The church will engage HR&A advisory group (whose client list includes Trinity Wall Street) and work with a master plan management company, Transwestern Development Co., which is handling the Rice development. The church is deliberating whether to borrow $2.1 million to cover advisory costs, or to draw from its endowment.
The change in the neighborhood that prompted church leaders to consider its own real estate development options is the innovation district developments next door. When Amazon went looking for a second headquarters in 2017, Houston applied, and leaders expected to get serious consideration. Instead, Houston didn’t make the top 20.
That prompted city leaders to develop the Innovation District around South Main Baptist, leading Rice Management Company to turn some land it owns in the neighborhood into the innovation campus. At the center of the campus is the refurbished Sears building, now called the Ion building, with some major corporate STEM tenants. Rice’s master plan is to expand the concept to adjacent property it owns. South Main Baptist Church is so close that the church’s façade can be spotted in the Rice project renderings.
With the intense real estate activity next door, South Main assembled an 11-member task force early this year to consider the church’s options. The church has several buildings and parking lots spread across an urban campus of nearly 15 acres. The group recommended the church hire advisers and spend 2023 coming up with a master plan for how best to use the property for its own needs, and to determine what parcels — if any — could be turned to revenue production. A ground lease — leasing land to a developer rather than selling — was determined to be the best combination of revenue and control over how the property might be used by a developer.

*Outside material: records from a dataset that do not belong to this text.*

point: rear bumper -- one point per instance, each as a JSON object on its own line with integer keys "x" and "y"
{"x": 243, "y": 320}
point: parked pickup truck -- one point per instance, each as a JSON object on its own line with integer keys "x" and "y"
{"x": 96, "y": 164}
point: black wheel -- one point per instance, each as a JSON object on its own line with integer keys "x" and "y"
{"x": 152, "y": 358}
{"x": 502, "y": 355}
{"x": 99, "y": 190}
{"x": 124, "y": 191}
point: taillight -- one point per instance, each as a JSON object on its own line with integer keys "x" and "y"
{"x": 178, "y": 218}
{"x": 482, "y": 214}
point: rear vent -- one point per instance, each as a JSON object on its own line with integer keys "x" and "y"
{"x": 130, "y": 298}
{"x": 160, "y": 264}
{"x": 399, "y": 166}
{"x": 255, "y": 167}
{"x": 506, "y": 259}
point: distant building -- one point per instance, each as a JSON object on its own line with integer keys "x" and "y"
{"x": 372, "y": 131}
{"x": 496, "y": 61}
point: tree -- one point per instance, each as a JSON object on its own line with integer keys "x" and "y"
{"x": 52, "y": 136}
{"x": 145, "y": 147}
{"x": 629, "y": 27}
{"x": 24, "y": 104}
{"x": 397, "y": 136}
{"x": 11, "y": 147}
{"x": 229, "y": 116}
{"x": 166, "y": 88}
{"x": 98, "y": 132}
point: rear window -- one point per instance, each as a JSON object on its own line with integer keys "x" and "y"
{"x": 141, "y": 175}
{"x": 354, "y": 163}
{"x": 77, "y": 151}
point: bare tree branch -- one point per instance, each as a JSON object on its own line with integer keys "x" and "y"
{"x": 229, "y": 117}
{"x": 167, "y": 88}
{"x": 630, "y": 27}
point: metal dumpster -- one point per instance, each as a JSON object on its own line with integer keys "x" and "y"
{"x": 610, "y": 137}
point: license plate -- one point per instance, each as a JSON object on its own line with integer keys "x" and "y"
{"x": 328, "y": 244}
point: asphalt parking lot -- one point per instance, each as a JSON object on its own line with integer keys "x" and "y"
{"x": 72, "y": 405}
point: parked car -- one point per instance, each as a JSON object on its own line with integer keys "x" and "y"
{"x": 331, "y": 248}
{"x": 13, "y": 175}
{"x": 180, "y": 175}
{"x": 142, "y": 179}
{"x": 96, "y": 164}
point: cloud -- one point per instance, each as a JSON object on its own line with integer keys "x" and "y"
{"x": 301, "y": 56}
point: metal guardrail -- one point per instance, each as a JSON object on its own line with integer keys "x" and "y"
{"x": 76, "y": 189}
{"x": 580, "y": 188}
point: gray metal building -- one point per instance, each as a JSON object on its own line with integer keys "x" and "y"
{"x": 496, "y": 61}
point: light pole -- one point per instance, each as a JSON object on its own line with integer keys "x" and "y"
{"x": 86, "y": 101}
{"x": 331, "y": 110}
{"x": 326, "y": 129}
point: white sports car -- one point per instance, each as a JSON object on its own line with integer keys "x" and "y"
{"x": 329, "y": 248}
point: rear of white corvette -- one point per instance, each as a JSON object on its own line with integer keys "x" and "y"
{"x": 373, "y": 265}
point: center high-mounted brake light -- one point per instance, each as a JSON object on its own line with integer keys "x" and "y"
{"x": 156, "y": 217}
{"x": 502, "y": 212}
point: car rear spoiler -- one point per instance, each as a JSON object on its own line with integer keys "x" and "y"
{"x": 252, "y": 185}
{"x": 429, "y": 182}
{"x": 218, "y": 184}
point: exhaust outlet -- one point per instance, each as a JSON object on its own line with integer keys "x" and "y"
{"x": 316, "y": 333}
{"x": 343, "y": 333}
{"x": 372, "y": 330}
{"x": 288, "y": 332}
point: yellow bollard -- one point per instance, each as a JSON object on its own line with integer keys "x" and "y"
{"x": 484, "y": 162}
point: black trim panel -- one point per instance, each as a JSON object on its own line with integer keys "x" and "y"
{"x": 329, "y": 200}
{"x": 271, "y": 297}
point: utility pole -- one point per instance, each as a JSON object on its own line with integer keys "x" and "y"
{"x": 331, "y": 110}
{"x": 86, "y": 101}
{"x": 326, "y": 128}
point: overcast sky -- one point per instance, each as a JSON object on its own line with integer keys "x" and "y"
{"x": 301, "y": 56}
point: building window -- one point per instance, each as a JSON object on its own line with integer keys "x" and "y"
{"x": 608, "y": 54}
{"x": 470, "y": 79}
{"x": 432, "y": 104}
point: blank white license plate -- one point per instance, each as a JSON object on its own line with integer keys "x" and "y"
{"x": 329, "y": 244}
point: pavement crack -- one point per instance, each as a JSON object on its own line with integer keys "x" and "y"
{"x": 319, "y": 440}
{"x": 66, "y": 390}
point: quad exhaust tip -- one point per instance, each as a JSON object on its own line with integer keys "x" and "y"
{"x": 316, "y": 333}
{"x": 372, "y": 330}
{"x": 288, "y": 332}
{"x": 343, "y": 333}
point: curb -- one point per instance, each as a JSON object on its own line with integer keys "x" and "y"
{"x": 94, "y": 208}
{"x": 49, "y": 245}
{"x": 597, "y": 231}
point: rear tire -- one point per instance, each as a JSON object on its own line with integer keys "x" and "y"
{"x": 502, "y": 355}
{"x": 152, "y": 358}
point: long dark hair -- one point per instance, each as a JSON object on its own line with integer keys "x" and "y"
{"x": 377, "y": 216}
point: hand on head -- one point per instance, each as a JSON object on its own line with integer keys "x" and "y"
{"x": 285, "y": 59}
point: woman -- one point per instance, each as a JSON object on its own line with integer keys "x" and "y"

“We are not approaching this project from a position of weakness,” Pasche said. “We’re not trying to fill a budget hole or anticipating a smaller congregation. … It’s to have the financial freedom to finance some work that we know is going to pay dividends down the road.”
He added: “But if we get the plan and decide the market isn’t ready or we aren’t ready, we aren’t going to have to make a move because we’ll have to shut the doors in a few years.”
The task force held listening sessions with the congregation to understand what people like about the historic buildings and what doesn’t work. While people love the sanctuary, the chapel and a garden and fountain area, there was consensus that some structures, originally designed strictly for functionality, are ugly.
Paster Wells said in the congregational vote to move forward to develop a master plan, only two people voted no. “I did not sense anxiety in the room,” he said.
South Main leaders say they are determined to remain focused on using money for ministries and “kingdom work.” Gentrification has called the church to serve several very different populations: the current congregation, lower-income legacy neighborhoods near the church, and high-income professionals working nearby. While South Main already holds weekly church services for homeless people and has adopted a neighborhood school, the church has ambitions to become a place of respite for 9-to-5 professionals who need a break from work and a church home for their families.
“That building is filled every single day with some of the brightest minds in Houston,” Pasche said of the Ion building. “So how do we as a church draw them into what we are doing?”
Elizabeth Souder-Philyaw is a freelance writer based in Dallas. She most recently worked as an editor with the Dallas Morning News.